At the time only 9 of 42(21%) AV providers were identifying this threat as malicious. The Zbot or Zeus malware family has been stealing money from people’s bank accounts and other sensitive logins since 2008. In addition to capturing bank account login credentials, Zeus has been known to steal Facebook logins as well. Besides information theft, Zbot also hijacks its victim machine and enslaves it to a botnet. Avoid falling for this attack, and if ever in doubt, pick up the phone and call the supposed sender.

A New Version of Zeus

Early on May 23rd we saw a new payload peppered in with the many Zeus and SpyEye offerings. It appeared to be a new version of the already infamous toolkit known for stealing financial data. In addition to performing the same behind the scenes malicious activities such as stealing browser cookies, ftp credentials, banking login credentials, and general keylogging, this version added a new flavor to the mix. This one included what appeared to be a new brand of Fake AV or Ransomware on top of what it had already been offering. Let's start at the beginning:

These arrived as emails pretending to be from PayPal. The emails claimed that the recipient had made a payment to some random person whose name changed from email to email. The amount sent was usually a pretty large number, in the hundreds of dollars range. Once this was successful at grabbing the victim's attention, they would then likely be persuaded into clicking one of the several links included to supposedly contact PayPal to see what's going on. Once clicked the malware went right to work contacting an abundance of various domains which would then begin downloading and installing various components of the malware. This particular variant contacted an initial 16 different domains to gather its wares.
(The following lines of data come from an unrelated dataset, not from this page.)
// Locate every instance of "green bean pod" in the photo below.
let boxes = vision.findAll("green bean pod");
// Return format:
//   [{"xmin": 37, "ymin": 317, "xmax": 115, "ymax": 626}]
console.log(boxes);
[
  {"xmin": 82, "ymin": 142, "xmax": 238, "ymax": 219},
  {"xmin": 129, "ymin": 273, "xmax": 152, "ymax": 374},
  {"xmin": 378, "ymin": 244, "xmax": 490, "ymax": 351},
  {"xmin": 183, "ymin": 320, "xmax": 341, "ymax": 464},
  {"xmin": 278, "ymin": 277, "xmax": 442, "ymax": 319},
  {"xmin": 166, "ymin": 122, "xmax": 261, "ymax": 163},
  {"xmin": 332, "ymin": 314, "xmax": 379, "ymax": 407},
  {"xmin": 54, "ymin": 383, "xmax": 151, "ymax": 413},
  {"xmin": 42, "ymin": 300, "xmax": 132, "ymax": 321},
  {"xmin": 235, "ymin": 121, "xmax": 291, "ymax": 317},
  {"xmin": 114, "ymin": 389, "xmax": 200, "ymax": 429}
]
Among the actions we now consider normal for Zeus such as making copies of itself and injecting itself into running processes, Zeus also disables error messages, firewalls and existing Anti-Virus solutions just before it presented the newly infected with what it called Smart Fortress 2012. The new Fake Anti- Virus software then started and appeared as if it was scanning the new system and then began displaying a long list of "infections". Though it is true that this machine would indeed now be infected, it was not by anything that the fake software had displayed. Now, not only was Zeus stealing money beneath the surface, but it was also trying to get its victims to willingly turn some over in order to regain control of their computers. Little did they know that attempting to appease the Fake AV by paying for "malware removal" would only result in losing more money and keeping all of the same infections. The best thing to do for users who saw this Smart Fortress pop-up would have been to disconnect all network connections and hope that their backup was up to date.

For some reason this particular Smart Fortress addition to Zeus only ran for a couple of hours before we stopped seeing it. After that Zeus continued on up to its old tricks, shedding the fake Anti-Virus technique. These things do come and go, and the fake AV thing has been used many times in the past. It is possible that Zeus had rented out some temporary space in its payload to another group, or that they were just trying something a little different.